One day after an Armenian court allowed them to arrest former Prosecutor-General Gevorg Kostanian, law-enforcement authorities shed some light on Thursday on their charges brought against him in connection with the 2008 post-election violence in Yerevan.
The Special Investigative Service (SIS) indicted Kostanian on November 25 and gave him two days to return to Armenia and answer questions from its investigators. The SIS issued an arrest warrant for him after he ignored the demand. The court approved it on Wednesday.
In written comments to RFE/RL’s Armenian service, the SIS said Kostanian, who now lives in Moscow, is prosecuted on five counts of abuse of power, forgery and cover-up of “grave crimes.” It did not give further details.

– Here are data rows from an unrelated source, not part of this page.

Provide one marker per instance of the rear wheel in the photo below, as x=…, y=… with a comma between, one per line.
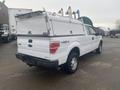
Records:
x=72, y=63
x=99, y=49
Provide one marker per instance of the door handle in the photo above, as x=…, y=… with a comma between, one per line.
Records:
x=93, y=38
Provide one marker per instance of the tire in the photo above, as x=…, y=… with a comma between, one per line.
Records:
x=7, y=39
x=99, y=49
x=72, y=63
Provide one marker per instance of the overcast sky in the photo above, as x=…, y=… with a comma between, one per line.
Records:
x=102, y=12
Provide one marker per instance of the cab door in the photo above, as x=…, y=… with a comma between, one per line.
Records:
x=94, y=40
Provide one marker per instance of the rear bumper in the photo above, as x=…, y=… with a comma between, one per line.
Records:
x=34, y=61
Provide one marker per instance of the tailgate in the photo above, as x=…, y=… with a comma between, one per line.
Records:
x=34, y=46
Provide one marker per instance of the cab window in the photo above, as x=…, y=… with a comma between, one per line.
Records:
x=89, y=30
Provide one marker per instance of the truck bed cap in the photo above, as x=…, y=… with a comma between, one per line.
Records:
x=28, y=15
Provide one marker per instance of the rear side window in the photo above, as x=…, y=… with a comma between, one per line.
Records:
x=90, y=30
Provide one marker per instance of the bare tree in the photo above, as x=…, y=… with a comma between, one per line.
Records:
x=118, y=24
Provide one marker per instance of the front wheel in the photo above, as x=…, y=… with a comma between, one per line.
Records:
x=72, y=63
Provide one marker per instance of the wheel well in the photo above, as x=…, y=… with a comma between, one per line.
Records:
x=101, y=42
x=75, y=49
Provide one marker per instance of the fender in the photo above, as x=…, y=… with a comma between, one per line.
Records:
x=71, y=46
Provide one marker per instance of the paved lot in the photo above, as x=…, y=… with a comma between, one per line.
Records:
x=96, y=72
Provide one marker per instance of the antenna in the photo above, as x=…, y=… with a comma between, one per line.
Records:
x=69, y=11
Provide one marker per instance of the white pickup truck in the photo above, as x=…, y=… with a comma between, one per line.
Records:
x=48, y=40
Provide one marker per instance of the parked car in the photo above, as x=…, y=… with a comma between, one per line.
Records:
x=54, y=41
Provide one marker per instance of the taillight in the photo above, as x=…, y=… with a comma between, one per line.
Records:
x=54, y=47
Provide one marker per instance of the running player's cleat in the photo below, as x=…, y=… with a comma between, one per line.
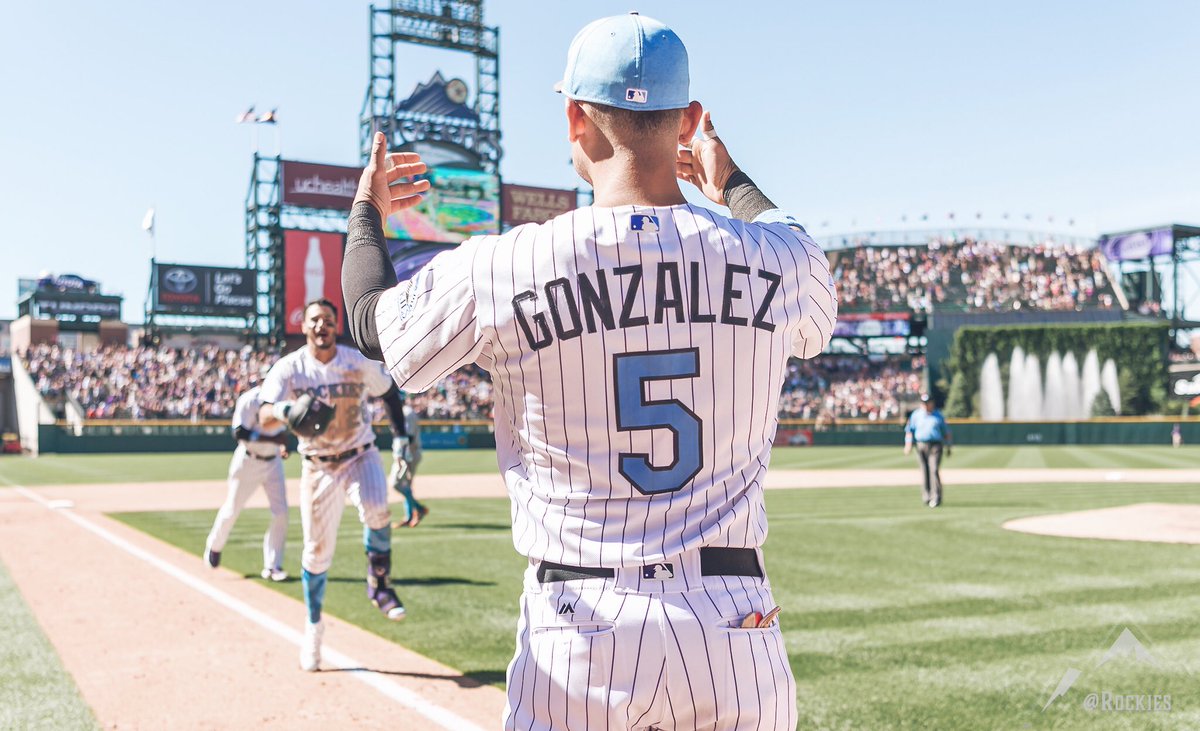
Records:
x=388, y=603
x=310, y=649
x=418, y=516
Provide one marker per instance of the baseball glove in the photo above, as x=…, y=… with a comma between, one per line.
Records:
x=402, y=455
x=307, y=417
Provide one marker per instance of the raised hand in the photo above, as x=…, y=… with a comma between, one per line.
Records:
x=381, y=183
x=706, y=163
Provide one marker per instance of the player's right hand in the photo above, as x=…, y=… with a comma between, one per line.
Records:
x=706, y=163
x=379, y=184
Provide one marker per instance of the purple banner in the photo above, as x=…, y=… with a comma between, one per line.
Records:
x=1140, y=245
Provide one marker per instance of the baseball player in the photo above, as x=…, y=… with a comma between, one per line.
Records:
x=927, y=427
x=407, y=455
x=256, y=462
x=637, y=349
x=321, y=393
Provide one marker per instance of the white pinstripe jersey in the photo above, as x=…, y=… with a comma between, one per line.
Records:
x=245, y=414
x=637, y=357
x=346, y=382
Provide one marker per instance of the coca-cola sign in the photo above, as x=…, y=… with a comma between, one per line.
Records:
x=315, y=185
x=312, y=265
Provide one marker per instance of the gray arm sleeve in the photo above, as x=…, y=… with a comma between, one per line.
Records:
x=745, y=201
x=366, y=274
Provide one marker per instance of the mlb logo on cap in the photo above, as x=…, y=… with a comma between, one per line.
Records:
x=627, y=61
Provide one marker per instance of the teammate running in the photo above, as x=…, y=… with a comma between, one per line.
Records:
x=256, y=462
x=340, y=460
x=406, y=459
x=637, y=349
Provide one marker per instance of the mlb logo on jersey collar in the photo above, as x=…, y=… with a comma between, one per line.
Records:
x=643, y=222
x=659, y=571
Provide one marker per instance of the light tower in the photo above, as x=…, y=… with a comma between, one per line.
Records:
x=453, y=25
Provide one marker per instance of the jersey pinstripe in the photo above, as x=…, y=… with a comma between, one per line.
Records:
x=345, y=382
x=637, y=355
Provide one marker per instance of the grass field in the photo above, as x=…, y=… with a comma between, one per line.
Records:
x=895, y=615
x=61, y=469
x=35, y=690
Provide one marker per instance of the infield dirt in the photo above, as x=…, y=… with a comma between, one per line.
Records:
x=150, y=652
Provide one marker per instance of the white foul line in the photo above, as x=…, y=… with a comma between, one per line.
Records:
x=400, y=694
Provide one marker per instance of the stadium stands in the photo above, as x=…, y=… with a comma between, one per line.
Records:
x=972, y=276
x=145, y=383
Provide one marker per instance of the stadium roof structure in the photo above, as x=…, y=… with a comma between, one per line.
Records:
x=1180, y=231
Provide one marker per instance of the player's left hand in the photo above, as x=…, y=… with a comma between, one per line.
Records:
x=379, y=184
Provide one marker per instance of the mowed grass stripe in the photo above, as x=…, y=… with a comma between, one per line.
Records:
x=35, y=689
x=60, y=469
x=895, y=615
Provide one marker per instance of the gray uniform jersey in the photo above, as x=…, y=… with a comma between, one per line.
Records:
x=637, y=357
x=345, y=382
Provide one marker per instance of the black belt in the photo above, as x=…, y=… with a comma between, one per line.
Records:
x=340, y=456
x=713, y=562
x=258, y=456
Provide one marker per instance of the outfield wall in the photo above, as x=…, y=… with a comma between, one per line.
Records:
x=184, y=436
x=109, y=437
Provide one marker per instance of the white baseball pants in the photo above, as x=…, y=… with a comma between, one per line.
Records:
x=640, y=653
x=246, y=473
x=323, y=492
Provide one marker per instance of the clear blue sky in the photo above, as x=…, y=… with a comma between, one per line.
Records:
x=841, y=111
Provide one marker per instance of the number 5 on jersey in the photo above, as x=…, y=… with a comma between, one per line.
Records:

The SIS signaled its intention to prosecute Kostanian in September when it charged a former chief of the Armenian police with helping the former authorities cover up a crackdown on opposition supporters who demonstrated in Yerevan in the wake of a disputed presidential election held in February 2008.

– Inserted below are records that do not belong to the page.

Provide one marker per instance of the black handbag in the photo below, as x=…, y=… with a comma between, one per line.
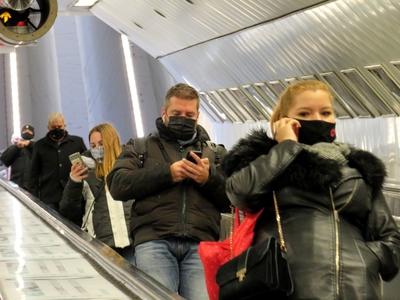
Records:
x=260, y=272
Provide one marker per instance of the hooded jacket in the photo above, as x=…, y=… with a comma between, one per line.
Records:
x=51, y=167
x=163, y=208
x=20, y=161
x=89, y=204
x=340, y=235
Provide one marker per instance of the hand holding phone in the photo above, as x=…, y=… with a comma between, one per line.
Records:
x=190, y=158
x=79, y=169
x=76, y=158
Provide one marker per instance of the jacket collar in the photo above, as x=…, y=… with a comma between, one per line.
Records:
x=322, y=172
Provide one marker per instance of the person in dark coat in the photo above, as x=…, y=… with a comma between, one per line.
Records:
x=177, y=202
x=86, y=199
x=19, y=157
x=50, y=161
x=340, y=235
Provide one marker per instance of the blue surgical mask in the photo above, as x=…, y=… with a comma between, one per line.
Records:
x=97, y=153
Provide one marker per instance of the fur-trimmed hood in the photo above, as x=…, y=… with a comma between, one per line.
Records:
x=308, y=171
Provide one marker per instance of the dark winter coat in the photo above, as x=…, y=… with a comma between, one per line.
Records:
x=20, y=160
x=51, y=167
x=339, y=246
x=90, y=195
x=164, y=208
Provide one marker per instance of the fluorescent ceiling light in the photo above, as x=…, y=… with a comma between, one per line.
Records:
x=86, y=3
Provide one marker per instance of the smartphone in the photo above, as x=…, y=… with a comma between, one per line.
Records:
x=190, y=158
x=75, y=158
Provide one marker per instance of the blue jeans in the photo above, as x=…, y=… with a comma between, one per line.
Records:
x=176, y=264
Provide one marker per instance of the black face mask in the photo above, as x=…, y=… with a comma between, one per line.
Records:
x=56, y=134
x=27, y=136
x=182, y=128
x=315, y=131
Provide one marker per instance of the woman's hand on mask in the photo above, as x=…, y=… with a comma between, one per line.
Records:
x=78, y=172
x=286, y=129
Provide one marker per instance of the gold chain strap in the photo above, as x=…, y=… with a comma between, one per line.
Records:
x=282, y=243
x=278, y=222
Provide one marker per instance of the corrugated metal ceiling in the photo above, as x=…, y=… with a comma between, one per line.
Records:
x=163, y=27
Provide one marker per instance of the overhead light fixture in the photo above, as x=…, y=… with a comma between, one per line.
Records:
x=85, y=3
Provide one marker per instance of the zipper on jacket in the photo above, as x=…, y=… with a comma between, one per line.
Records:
x=183, y=212
x=337, y=257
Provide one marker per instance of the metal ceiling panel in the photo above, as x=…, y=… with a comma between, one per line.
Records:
x=162, y=27
x=333, y=36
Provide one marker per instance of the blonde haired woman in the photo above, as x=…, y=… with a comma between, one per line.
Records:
x=341, y=238
x=86, y=199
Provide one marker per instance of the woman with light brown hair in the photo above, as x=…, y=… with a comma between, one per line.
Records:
x=340, y=236
x=86, y=199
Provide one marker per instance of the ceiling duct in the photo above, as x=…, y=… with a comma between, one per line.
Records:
x=18, y=4
x=23, y=22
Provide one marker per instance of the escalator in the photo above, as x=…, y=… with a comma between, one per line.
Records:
x=44, y=258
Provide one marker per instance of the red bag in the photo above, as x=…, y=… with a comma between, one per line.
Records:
x=214, y=254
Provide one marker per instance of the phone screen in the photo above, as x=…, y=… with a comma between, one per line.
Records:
x=190, y=158
x=76, y=158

The SIS claimed that later in 2008 Kostanian and another aide to the newly elected Armenian President Serzh Sarkisian ordered senior police officers to destroy evidence of the “overthrow of the constitutional order” by Sarkisian’s predecessor Robert Kocharian.
Kocharian is currently under arrest, standing trial, along with three other former officials, on coup charges. The former president rejects them as politically motivated.
Kostanian, who served as the country’s chief prosecutor from 2013-2016 deplored, the “artificial” hastiness of his indictment when he spoke to RFE/RL’s Armenian service by phone last week. He said he has repeatedly assured the investigators that he will return to Armenia after the end of the winter exam session at Russia’s state prosecutor academy where he works as a lecturer.
A lawyer for Kostanian, Hambardzum Melik-Sargsian, claimed that he planned on returning to Armenia this month before the SIS moved to arrest him. “Given that [court] decision, Mr. Kostanian will decide when to appear [before investigators,]” said Melik-Sargsian.
The lawyer also said that he will appeal against his client’s pre-trial arrest.